Imagem de apresentação do filme no site Festa do Cinema Italiano.
Ainda no rescaldo da presença luminosa e iluminadora do papa Francisco na Jornada Mundial da Juventude, em Lisboa, no passado mês de Agosto, fui ver o filme A Viagem do Papa Francisco. E recomendo-o vivamente, para não se perder a chama, o entusiasmo, quero dizer. O sonho, diz o Papa.
Já sabemos que não se trata propriamente de um filme – não é ficção – mas de um documentário organizado fundamentalmente a partir de imagens de arquivo das 37 viagens do papa Francisco por 53 países, em nove anos do seu pontificado.

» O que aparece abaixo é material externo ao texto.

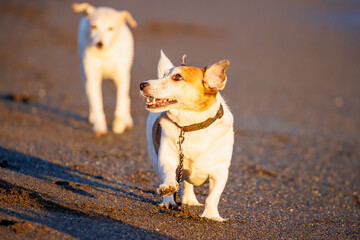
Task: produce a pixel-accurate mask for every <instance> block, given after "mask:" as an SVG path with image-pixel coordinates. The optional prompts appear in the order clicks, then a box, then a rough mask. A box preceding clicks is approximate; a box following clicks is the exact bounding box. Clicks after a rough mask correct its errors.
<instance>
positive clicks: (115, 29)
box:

Mas é muito mais do que um trabalho jornalístico de recolha de elementos, é como que uma meditação – contemplação – serena sobre as grandes propostas que o Papa Francisco foi deixando em todos esses lugares e situações que visitou. Não como turista, mas como peregrino. E peregrino do Evangelho.
“Qual foi a génese deste documentário?
Quando tomei consciência que (o Papa) tinha feito uma trintena de viagens através do mundo, tive a ideia de um documentário, assim como um travelling que desenha um mapa da condição humana, como uma via-sacra contemporânea. Eu não fui educado na religião católica e não tenho fé, ainda que acredite na espiritualidade.
O meu desafio foi portanto o de fazer um retrato do Papa sem ideologia nem teologia. Queria fazer um filme sobre um homem. Como Pasolini fez de Jesus uma figura humana, quando realizou o Evangelho segundo São Mateus.” (La Vie, 12/12/2022)
É essa a atitude do realizador, que também passou por muitos desses lugares, com um olhar de revelação, e só pode ser essa a atitude do espectador: deixar-se interpelar pelas imagens e palavras e olhares que lhe são oferecidos. Afinal, foi esse o primeiro desafio, em Lampedusa, primeira viagem: “A globalização da indiferença tirou-nos a capacidade de chorar”.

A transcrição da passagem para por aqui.